Typical install time on a "normal" desktop computer: negligible, mostly reliant on dependent packages.
The data employed for this analysis can be found in the /data folder, the Source Data file of the corresponding paper or are available upon request.
The scripts employed in this analysis can be found in the /code folder.
Scripts for the inference of mutational signatures and their clonality.
Positive selection analysis using the dndscv method for defined subgroups of the cohort.
Script employed to generate the results and figures presented in the paper, numbered according to the figures in the corresponding paper. They include the following analyses:
- Linking signatures with genomic markers and pathway activities:
2_compareSignaturesStages.R
4_oncoprintDrivers_sigcutoff05.R
6_CINandS17.R
6_analyseClonality.tracksig.R
6_signaturePresenceCorrWithProgrammes.R
s1_TMB.R
s21_upsetPlots.R
s22-23_PIK3CA_KRAS_APC.R
s24_clonalityPurity.R
s27_signature17.R
s3_compareSignaturesStages_indels.R
- Gradient boost and multinomial regression classifiers of disease stages based on mutational signatures:
3_multipleLinearReg-oct2021.R
3_xgboost_withcv_april2022.R
s25_xgboost_withcv_jan2023_plusindels.R
s26_final_xgboostsimpleWithClonality_primvsmets.R
- DDR process analyses:
5_ddr.snvs.2023.R
5_genericDDRpatterns.R
7_SBS30_BER.R
s4-5_MMRandImmunity.R
- Investigating the relation between mutational signatures and clinical outcomes:
7_linkTreatmentResponse.R
s14_produceClinicalPlot.R
s15-19_clinicalAssociations_smoking.R
s6_barretts_heterogeneity.R
- Strelka vs Mutect comparison:
s29_mutectVSStrelka.R
To run a particular script, navigate to the corresponding folder and run the script using the command Rscript name_of_script.R. Outputs include results of statistical tests, plots and newly generated result files.
Expected run times: Most scripts should run instantaneously, except for the MutationTimer analysis that will depend on the size of your input dataset.

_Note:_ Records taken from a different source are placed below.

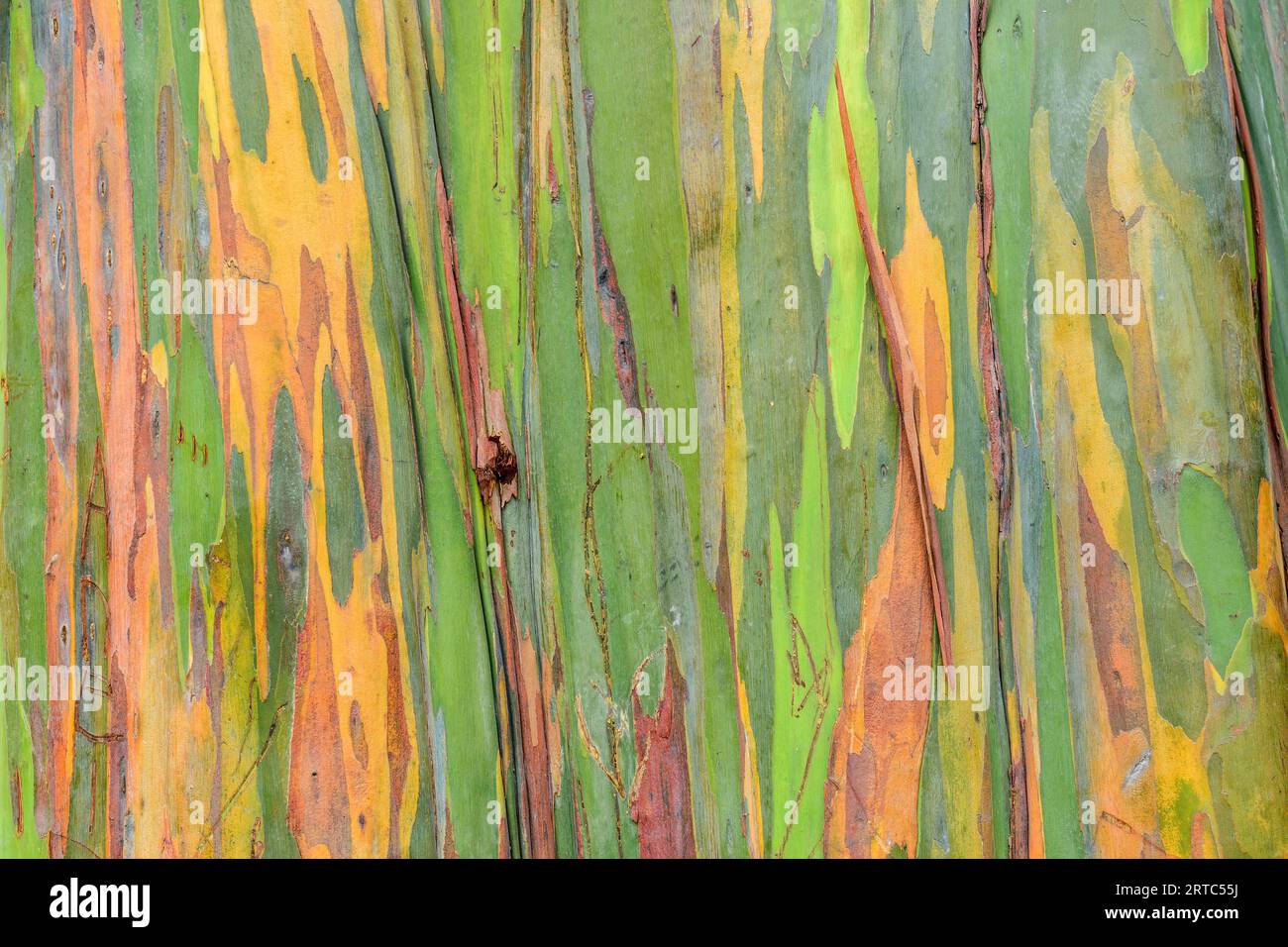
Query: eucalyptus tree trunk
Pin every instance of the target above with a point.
(644, 429)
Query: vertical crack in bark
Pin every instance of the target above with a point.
(1278, 451)
(997, 416)
(909, 389)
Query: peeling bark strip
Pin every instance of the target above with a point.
(360, 575)
(1261, 279)
(909, 386)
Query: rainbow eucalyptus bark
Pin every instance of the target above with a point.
(977, 315)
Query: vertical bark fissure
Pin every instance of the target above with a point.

The mutation signature-based classifiers can take 2-5 minutes to run on average.
This code has been generated for the following publication:
Mutational signature dynamics shaping the evolution of oesophageal adenocarcinoma. (2023) Sujath Abbas, Oriol Pich, Ginny Devonshire, Shawn A. Zamani, Annalise Katz-Summercorn, Sarah Killcoyne, Calvin Cheah, Barbara Nutzinger, Nicola Grehan, Nuria Lopez-Bigas, OCCAMS Consortium, Rebecca C. Fitzgerald*, Maria Secrier*
This code is free and is distributed in the hope that it will be useful, but WITHOUT ANY WARRANTY. See the GNU General Public License for more details.